I'm a bit confused. Thanks!

does it have anything to do with the -OH being ortho/para directing & activating and thus more stable?

and the nitro is meta-deactivating, isn't it?

are ortho, meta, para ring systems on the exam?

are ortho, meta, para ring systems on the exam?
you might be asked which product is predicted to be most abundant

I can not remember exactly but it has to do with an electron withdrawing (NO2) group at the ortho/para position and resonance abilities.

Try drawing out the resonance forms for both the meta and para. With the para notice that you can take the a lone pair from the oxygen that has lost a hydrogen, drop them into the carbon they are attached to, move the double bond between carbons 1 and 2 to between carbons 2 and 3, and then take the double bond from between carbons 3 and 4 and move these electrons onto the nitrogen then moving one of the electron pairs between oxygen and nitrogen and move it onto the oxygen. You cannot do this with the meta postion. I hope this helps...

So, in the para nitrophenol, the electron is basically able to move around from the O that has lost a proton all the way to the nitrogen, which is not the case in meta nitrophenol?

Also, here is a general question about resonance:

If there is a pi bond between carbons 1 and 2, that pi bond can move to carbons 2 and 3. What about lone pairs? if there is a lone pair on carbon 1, it can move to carbon 2 and then 3 and so forth? so basically, lone pairs can travel one atom at a time?

Ummm....lemme think about it. Here's a reference to similar question
http://forums.studentdoctor.net/showpost.php?p=5423585&postcount=623


Edit:
Why is para nitrophenol more acidic than meta nitrophenol? I worked out the resonance and even in meta, the electrons do move around? Is it a matter of the electrons being able to move all around the ring in a para setting vs. meta?

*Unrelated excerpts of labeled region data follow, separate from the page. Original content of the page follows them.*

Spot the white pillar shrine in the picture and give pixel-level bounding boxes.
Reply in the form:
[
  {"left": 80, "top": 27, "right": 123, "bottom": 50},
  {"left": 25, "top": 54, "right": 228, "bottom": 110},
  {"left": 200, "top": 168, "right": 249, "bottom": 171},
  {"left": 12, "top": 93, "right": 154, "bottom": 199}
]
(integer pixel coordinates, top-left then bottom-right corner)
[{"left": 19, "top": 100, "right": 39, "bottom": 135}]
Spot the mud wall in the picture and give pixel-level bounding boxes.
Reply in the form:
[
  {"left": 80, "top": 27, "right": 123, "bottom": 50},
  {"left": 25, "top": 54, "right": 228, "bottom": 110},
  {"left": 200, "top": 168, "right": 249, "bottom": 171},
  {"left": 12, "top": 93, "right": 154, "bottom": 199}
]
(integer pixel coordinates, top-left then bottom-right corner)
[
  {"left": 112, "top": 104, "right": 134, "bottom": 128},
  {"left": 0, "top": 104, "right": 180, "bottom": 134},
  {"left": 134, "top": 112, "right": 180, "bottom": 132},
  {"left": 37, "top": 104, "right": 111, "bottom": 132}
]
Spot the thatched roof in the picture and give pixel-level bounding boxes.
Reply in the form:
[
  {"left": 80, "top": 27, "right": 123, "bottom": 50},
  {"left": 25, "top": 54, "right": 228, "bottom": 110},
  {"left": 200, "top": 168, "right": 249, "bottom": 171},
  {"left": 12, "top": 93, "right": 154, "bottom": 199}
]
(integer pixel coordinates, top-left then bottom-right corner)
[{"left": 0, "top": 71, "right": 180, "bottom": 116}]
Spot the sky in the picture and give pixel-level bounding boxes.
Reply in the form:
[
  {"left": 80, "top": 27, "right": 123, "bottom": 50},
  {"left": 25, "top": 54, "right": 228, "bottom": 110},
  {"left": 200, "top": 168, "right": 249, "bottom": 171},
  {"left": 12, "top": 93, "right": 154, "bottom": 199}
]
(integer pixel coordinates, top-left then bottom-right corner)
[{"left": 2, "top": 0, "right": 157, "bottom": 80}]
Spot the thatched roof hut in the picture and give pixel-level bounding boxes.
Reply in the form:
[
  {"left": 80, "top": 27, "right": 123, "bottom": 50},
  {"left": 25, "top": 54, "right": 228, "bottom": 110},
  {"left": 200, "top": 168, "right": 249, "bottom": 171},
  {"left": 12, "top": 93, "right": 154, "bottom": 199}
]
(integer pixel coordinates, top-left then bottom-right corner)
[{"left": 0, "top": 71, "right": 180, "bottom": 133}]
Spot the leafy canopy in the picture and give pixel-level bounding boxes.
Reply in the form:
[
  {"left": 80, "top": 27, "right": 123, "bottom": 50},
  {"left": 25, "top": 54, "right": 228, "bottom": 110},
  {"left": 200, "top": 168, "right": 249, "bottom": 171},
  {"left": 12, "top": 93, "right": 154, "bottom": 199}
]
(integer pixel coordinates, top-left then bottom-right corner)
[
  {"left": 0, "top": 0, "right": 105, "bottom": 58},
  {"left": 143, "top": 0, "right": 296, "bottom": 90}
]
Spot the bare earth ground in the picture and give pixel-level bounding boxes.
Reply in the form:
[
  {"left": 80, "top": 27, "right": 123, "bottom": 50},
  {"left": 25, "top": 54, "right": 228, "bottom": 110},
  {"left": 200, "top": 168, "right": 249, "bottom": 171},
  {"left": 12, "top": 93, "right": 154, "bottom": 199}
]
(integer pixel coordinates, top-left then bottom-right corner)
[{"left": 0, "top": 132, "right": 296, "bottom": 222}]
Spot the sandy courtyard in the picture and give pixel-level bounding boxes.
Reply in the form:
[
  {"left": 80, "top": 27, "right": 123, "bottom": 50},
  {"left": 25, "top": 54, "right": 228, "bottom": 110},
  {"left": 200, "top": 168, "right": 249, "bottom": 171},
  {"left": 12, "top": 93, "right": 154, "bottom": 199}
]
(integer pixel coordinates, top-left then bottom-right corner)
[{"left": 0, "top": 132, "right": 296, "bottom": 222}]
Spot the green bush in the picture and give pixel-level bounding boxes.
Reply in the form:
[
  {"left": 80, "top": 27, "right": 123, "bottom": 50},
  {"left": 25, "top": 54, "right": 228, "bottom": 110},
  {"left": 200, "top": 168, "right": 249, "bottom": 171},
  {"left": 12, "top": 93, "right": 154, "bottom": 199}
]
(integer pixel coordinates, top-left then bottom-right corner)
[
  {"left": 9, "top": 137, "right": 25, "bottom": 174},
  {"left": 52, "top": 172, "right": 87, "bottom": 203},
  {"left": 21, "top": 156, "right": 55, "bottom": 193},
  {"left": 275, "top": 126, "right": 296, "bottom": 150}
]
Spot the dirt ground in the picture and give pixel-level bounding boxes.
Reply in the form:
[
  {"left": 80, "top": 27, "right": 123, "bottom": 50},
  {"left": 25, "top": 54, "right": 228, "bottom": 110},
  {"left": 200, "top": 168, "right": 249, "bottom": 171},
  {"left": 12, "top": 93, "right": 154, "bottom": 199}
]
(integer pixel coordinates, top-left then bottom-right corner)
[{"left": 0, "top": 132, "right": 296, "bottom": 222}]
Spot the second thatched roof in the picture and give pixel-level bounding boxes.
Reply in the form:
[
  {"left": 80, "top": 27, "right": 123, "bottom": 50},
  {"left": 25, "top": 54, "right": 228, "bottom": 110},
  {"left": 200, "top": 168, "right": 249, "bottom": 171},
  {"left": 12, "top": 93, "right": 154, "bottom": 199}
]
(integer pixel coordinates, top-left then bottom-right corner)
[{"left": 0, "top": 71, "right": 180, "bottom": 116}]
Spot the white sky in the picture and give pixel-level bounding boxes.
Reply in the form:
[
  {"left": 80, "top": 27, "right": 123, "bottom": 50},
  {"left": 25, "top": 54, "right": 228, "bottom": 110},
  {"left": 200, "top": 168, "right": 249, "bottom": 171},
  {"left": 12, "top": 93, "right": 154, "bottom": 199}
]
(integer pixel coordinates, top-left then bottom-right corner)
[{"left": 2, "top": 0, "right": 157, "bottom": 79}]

I'm a bit confused. Thanks!Remember the relative acidity of a molecule is related to the stability of the conjugate base formed when deprotonated. In this case, the para-structure has more resonance contributors relative to the meta structure indicating the the para-structure conjugate base is more stable than meta conjugate base. As you've indicated it's a matter of moving electrons around after deprotonation.

Oops...double post.

you might be asked which product is predicted to be most abundant

Maybe choose b/w ortho/para and meta. If you can sort out ortho/para ratios, I have a prize for you to pick up in Stockholm

I didn't read other ppls response, so I will just assume that the answer was given but I wanted to just ask another note. I remember an experiment that I did a long time ago with dyes and we had to convert it to some sort of quinone and I remember that the para position for a benzoquinone was unusually stabilized due to some reason that pertained to the delocalized electrons moving straight through the beneze (or something like that). I don't know if this is relevant but if you get the double bound on the nitrogen and one on the oxygen for a para-nitrophenol, it could be a similar problem.